Offenders have helped to spruce-up Scarborough as part of a council-backed scheme to allow criminals to payback their community.
The Community Payback team got to work on a new project near Albert Street last week as the project continues to be rolled out throughout the district.
Supervised offenders worked alongside council staff and members of the Friends A2 group to undertake general maintenance, as well as cleaning the area.
The group have already assisted with several Yorkshire In Bloom bids, and in the last month alone, they have painted public toilets, worked in charity shops and carried out gardening work in Scarborough.
Much of the work undertaken by the group is from requests made by Scarborough Council, saving the cash-strapped authority thousands of pounds.
Despite that, scheme supervisor Roger Burnett prefers to think the project “adds value” rather than saves money.

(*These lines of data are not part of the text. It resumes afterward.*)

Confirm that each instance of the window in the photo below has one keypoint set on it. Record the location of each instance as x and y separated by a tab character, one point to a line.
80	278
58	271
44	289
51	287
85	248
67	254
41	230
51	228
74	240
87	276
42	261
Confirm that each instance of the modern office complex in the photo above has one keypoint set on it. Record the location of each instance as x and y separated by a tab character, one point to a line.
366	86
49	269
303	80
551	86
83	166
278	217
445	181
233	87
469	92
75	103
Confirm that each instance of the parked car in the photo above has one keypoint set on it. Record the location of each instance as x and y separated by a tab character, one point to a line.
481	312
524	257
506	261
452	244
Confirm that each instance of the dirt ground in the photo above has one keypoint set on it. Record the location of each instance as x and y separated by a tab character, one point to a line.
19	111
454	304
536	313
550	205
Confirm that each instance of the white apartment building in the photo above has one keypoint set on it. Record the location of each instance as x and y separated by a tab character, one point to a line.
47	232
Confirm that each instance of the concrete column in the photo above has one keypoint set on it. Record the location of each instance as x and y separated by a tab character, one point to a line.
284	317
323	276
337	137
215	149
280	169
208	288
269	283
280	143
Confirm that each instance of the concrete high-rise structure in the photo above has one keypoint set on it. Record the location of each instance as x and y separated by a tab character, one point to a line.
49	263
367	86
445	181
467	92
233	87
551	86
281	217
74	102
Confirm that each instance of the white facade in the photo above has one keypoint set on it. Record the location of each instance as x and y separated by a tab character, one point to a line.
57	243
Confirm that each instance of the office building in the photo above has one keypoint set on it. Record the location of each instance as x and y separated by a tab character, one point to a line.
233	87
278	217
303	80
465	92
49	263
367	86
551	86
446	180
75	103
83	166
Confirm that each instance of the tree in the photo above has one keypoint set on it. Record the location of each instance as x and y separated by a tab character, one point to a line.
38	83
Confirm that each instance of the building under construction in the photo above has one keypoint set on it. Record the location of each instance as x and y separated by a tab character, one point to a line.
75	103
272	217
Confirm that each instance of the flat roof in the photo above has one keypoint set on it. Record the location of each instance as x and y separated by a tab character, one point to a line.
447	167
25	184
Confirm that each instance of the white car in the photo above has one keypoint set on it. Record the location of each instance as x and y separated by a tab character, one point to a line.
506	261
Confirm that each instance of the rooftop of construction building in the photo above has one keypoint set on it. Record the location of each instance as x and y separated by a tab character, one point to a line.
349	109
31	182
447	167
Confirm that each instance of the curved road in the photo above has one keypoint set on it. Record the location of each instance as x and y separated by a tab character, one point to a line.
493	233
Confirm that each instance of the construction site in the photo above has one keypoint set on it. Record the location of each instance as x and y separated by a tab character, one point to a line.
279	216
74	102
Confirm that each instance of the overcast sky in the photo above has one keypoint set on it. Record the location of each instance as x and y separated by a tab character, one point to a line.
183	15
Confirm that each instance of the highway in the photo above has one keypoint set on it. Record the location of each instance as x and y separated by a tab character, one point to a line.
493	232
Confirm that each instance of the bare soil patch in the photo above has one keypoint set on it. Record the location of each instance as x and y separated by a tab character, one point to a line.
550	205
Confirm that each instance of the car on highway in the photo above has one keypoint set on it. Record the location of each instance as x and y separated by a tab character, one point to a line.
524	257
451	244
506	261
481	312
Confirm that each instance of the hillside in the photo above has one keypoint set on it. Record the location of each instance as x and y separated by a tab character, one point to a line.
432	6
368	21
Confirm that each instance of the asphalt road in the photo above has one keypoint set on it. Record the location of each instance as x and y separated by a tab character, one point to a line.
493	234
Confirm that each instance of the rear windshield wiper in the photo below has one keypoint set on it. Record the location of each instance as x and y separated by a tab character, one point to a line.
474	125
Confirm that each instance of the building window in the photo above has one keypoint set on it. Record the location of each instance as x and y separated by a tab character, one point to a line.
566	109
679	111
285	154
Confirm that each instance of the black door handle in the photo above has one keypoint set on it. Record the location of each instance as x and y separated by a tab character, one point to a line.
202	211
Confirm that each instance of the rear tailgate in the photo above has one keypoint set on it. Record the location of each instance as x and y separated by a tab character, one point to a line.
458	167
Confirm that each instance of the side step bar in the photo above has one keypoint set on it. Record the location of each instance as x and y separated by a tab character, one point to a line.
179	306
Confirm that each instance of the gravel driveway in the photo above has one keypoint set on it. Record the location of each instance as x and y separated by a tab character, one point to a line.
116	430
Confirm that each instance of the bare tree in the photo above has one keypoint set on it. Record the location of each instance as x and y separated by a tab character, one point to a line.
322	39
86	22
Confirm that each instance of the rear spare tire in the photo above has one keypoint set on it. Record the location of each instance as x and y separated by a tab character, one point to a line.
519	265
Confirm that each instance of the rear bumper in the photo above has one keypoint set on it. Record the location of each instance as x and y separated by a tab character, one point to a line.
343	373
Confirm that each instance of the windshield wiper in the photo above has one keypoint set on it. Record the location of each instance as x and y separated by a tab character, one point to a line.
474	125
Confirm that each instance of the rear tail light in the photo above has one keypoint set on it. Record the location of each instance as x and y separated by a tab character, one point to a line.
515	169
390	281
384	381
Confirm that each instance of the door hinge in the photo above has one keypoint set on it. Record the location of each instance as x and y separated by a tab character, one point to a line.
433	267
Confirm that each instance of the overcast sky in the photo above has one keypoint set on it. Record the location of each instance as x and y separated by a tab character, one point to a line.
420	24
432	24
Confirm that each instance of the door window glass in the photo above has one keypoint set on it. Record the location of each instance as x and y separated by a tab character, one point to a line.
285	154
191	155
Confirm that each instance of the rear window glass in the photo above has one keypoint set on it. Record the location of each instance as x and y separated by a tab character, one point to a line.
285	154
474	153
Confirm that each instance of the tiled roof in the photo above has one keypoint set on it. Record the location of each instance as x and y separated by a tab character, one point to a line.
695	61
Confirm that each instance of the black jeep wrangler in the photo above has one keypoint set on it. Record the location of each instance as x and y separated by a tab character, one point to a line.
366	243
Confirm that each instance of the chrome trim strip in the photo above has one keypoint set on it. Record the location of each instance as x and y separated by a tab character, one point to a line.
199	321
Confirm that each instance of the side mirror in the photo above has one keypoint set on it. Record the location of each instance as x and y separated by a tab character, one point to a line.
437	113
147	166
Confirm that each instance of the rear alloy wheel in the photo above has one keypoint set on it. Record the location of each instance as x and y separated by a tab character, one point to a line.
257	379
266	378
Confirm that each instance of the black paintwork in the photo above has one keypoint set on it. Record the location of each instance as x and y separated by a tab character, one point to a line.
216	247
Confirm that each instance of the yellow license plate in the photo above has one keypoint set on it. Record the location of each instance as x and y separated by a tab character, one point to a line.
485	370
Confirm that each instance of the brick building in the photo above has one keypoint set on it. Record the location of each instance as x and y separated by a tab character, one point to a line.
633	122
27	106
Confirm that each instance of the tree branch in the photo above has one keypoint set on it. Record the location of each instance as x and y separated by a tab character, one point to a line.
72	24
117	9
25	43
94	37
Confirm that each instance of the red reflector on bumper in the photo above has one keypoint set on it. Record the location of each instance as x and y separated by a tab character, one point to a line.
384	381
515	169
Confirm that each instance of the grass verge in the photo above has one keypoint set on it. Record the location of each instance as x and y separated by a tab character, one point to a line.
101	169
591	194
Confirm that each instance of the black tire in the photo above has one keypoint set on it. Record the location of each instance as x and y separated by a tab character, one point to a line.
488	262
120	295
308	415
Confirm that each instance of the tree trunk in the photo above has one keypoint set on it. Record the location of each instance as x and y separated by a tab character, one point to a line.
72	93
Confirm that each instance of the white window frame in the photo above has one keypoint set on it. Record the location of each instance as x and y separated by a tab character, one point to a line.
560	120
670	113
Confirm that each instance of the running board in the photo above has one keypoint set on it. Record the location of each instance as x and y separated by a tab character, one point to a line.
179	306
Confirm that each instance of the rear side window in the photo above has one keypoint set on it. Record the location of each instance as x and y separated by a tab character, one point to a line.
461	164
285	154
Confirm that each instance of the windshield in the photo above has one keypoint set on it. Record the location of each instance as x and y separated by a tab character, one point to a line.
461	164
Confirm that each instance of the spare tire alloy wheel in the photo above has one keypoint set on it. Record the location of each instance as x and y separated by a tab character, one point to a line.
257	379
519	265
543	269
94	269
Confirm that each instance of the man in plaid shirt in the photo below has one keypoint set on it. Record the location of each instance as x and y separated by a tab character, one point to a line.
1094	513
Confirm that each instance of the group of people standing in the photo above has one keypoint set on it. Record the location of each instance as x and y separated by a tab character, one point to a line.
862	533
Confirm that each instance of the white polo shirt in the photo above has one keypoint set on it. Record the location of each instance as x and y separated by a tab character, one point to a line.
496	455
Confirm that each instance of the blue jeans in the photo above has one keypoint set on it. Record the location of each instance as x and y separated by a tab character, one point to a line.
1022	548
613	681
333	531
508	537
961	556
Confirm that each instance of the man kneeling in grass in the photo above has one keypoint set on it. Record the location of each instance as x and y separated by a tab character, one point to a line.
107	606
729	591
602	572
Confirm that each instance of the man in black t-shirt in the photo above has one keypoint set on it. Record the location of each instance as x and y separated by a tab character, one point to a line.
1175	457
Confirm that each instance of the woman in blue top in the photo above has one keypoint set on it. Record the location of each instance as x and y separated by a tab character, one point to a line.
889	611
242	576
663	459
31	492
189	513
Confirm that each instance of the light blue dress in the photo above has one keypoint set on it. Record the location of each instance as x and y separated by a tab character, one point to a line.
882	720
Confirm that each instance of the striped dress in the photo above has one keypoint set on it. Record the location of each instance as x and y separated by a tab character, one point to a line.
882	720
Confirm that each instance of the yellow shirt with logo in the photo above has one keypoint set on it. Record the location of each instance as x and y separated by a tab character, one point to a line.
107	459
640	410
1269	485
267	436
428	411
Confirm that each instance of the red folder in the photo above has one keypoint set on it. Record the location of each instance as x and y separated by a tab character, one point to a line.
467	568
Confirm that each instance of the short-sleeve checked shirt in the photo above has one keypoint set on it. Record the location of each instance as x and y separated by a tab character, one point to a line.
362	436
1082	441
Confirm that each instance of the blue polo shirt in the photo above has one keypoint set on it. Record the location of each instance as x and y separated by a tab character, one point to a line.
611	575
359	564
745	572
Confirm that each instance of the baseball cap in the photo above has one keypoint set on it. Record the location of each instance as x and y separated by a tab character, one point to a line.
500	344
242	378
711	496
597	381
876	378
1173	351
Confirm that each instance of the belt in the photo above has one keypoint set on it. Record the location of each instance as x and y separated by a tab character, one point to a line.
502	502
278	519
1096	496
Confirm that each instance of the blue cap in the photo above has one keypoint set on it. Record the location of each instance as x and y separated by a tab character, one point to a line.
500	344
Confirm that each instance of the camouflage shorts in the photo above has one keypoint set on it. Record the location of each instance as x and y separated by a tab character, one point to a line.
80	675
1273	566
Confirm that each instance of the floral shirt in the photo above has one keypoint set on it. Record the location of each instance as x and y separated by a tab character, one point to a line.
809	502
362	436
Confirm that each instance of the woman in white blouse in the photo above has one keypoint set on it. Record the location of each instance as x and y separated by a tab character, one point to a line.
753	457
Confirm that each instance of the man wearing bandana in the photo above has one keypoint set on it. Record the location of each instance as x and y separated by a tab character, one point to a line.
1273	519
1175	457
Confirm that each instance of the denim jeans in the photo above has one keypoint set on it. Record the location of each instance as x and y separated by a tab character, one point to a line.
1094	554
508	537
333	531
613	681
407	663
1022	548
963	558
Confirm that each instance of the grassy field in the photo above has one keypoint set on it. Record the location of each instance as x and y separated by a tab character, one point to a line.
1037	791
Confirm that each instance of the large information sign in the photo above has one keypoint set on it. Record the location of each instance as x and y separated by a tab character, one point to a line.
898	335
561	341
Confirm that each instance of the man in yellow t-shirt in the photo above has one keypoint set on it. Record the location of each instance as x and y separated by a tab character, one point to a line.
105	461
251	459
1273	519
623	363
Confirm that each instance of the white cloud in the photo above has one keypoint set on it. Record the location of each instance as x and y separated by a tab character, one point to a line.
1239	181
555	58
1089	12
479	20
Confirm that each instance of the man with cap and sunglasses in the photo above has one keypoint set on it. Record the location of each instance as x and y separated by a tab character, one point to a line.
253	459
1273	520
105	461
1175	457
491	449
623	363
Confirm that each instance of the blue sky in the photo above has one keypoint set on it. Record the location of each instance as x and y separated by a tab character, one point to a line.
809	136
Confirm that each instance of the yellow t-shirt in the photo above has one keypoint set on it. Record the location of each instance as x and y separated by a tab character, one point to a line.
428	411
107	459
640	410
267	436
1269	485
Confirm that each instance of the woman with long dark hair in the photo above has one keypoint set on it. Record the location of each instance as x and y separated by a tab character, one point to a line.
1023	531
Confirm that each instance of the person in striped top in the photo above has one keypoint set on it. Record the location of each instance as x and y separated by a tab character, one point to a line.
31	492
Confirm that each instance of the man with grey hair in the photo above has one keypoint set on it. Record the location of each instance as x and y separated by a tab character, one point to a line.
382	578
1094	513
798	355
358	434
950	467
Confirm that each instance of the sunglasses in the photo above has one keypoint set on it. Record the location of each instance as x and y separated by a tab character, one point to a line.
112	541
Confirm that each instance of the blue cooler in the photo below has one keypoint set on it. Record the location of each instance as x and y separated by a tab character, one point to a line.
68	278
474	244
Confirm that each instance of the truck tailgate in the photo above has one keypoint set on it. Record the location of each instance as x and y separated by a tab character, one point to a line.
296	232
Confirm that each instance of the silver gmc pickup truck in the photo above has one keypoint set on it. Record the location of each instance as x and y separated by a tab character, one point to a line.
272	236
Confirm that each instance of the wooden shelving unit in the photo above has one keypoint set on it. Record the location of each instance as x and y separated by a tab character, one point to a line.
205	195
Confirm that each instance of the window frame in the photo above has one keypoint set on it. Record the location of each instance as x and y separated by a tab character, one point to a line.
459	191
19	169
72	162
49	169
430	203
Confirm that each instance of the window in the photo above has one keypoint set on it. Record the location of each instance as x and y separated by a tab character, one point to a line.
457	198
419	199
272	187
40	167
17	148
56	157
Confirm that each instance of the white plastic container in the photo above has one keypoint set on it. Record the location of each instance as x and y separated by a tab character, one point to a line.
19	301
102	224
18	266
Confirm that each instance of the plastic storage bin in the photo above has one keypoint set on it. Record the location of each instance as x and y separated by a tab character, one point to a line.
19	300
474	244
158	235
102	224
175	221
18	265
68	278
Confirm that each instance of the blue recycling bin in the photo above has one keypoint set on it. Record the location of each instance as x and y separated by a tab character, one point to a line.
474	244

And Mr Burnett also lavished praise on the offenders, adding: “They are a great bunch of lads. We work very closely with them, and they make a real effort.”
The scheme is designed to punish those who have committed less-serious crimes by putting them back to work in the community.
It’s designed as an alternative to prison, with the aim of passing on much-needed skills sets, with the hope that those out of work will have a better chance of securing a job at the end of it.
In fact, one offender made such a good impression, they were kept permanently once they had finished their sentence.
Mr Burnett believes that, most importantly, the scheme instils a work ethic into the offenders, some of whom have never worked before,
And he knows a thing or two about hard work. Mr Burnett regularly works seven days a week, often giving up his evenings and free time for the good of the town.
“I do give up a lot of my spare time, but it’s because I really want to see Scarborough sparkling,’ said Mr Burnett.
“If other people are giving up their time, I just feel that I should also be doing my bit.”
The scheme has been praised from various groups and organisations, who have submitted letters of thanks to the group.